A decisão foi tomada pelo Comité de Política Monetária (CPM) na sua primeira reunião de 2026, realizada em Luanda nos dias 13 e 14 de Janeiro, marcando a terceira descida consecutiva da taxa de referência do banco central.
O CPM deliberou igualmente reduzir a taxa da facilidade permanente de cedência de liquidez, que passou de 19,5% para 18,5%, mantendo inalterada a taxa da facilidade permanente de absorção de liquidez em 16,5%.
Em conferência de imprensa, no Museu da Moeda, o governador do BNA, Manuel António Tiago Dias, justificou a decisão com a “desaceleração consistente da inflação” e com a perspectiva de manutenção dessa tendência nos próximos meses. Segundo o responsável, a inflação registada em Dezembro superou positivamente o objectivo definido para 2025.
Na semana passada, o Instituto Nacional de Estatística (INE) confirmou que a inflação homóloga desacelerou 11,8 pontos percentuais em Dezembro, face ao mesmo período do ano anterior.

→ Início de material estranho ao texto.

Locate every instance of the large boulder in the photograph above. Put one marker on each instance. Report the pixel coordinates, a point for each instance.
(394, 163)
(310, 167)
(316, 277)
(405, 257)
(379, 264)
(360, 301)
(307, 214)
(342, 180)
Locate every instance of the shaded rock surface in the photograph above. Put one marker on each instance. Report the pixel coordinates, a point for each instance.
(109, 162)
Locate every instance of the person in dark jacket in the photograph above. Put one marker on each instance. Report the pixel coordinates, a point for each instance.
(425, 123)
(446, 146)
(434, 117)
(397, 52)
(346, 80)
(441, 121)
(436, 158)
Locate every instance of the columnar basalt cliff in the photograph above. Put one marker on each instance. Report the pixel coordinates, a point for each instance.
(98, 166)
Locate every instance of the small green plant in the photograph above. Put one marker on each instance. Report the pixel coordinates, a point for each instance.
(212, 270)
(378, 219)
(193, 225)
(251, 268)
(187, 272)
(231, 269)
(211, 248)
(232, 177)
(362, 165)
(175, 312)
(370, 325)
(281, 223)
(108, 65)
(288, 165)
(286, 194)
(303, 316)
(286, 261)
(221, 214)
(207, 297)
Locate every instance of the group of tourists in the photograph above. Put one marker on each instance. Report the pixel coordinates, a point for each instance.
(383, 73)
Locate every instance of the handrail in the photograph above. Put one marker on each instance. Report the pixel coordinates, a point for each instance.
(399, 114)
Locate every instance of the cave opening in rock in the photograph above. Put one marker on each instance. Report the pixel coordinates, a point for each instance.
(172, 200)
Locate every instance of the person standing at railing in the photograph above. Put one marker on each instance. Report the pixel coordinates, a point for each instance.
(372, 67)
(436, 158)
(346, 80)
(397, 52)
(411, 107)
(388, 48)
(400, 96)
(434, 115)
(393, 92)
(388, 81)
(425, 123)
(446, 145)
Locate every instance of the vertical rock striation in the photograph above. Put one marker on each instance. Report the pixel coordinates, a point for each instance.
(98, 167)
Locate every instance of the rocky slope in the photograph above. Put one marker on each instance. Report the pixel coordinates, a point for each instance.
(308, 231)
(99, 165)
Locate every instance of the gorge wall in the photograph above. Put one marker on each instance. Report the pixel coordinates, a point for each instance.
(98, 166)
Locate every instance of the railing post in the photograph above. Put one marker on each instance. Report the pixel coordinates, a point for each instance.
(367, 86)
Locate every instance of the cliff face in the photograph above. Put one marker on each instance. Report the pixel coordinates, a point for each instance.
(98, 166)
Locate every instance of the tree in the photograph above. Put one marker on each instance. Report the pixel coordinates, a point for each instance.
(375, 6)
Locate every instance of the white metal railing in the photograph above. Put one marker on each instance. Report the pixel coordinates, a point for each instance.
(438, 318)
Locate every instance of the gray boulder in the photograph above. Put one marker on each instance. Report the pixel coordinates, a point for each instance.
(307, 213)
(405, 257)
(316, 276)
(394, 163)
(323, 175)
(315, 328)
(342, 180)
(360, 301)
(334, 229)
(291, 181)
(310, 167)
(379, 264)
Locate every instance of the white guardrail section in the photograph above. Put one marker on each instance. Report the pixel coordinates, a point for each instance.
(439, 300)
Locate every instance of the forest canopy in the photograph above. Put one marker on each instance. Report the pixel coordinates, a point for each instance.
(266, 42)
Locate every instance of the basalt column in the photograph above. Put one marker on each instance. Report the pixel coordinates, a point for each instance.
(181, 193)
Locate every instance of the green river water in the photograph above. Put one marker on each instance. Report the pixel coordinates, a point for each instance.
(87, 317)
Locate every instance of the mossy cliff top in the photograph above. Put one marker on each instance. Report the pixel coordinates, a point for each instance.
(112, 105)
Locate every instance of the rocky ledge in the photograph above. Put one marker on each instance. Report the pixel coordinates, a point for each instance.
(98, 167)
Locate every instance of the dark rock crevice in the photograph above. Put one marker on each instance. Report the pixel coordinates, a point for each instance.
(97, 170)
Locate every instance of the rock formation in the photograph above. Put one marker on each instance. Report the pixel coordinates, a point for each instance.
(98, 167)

O governador enquadrou ainda a decisão no contexto internacional, assinalando que 2025 foi marcado por tensões comerciais e geopolíticas, que aumentaram a volatilidade nos mercados financeiros e nos preços das matérias-primas. Ainda assim, destacou a consolidação do processo de desinflação à escala global, que levou vários bancos centrais a adoptarem políticas monetárias mais flexíveis.
Relativamente às commodities energéticas, Manuel António Tiago Dias referiu que o preço médio do petróleo Brent se fixou em 68,3 dólares por barril em 2025, menos 14,4% do que no ano anterior, refletindo o aumento da oferta num contexto de fraca procura mundial. Para 2026, as principais agências internacionais projectam um preço médio em torno dos 60 dólares por barril.
No plano interno, o governador destacou a redução significativa da inflação face aos 27,5% registados em 2024, atribuída ao aumento da oferta de bens de consumo, à melhoria das condições monetárias, ao controlo da liquidez e à estabilidade cambial observada ao longo do ano.
A próxima reunião do Comité de Política Monetária está agendada para 12 de Março. Já na próxima sexta-feira, 16 de Janeiro, o BNA irá apresentar o documento “Balanço e Perspectivas da Política Monetária”, onde serão detalhadas a condução da política monetária e cambial em 2025 e as orientações estratégicas para este ano.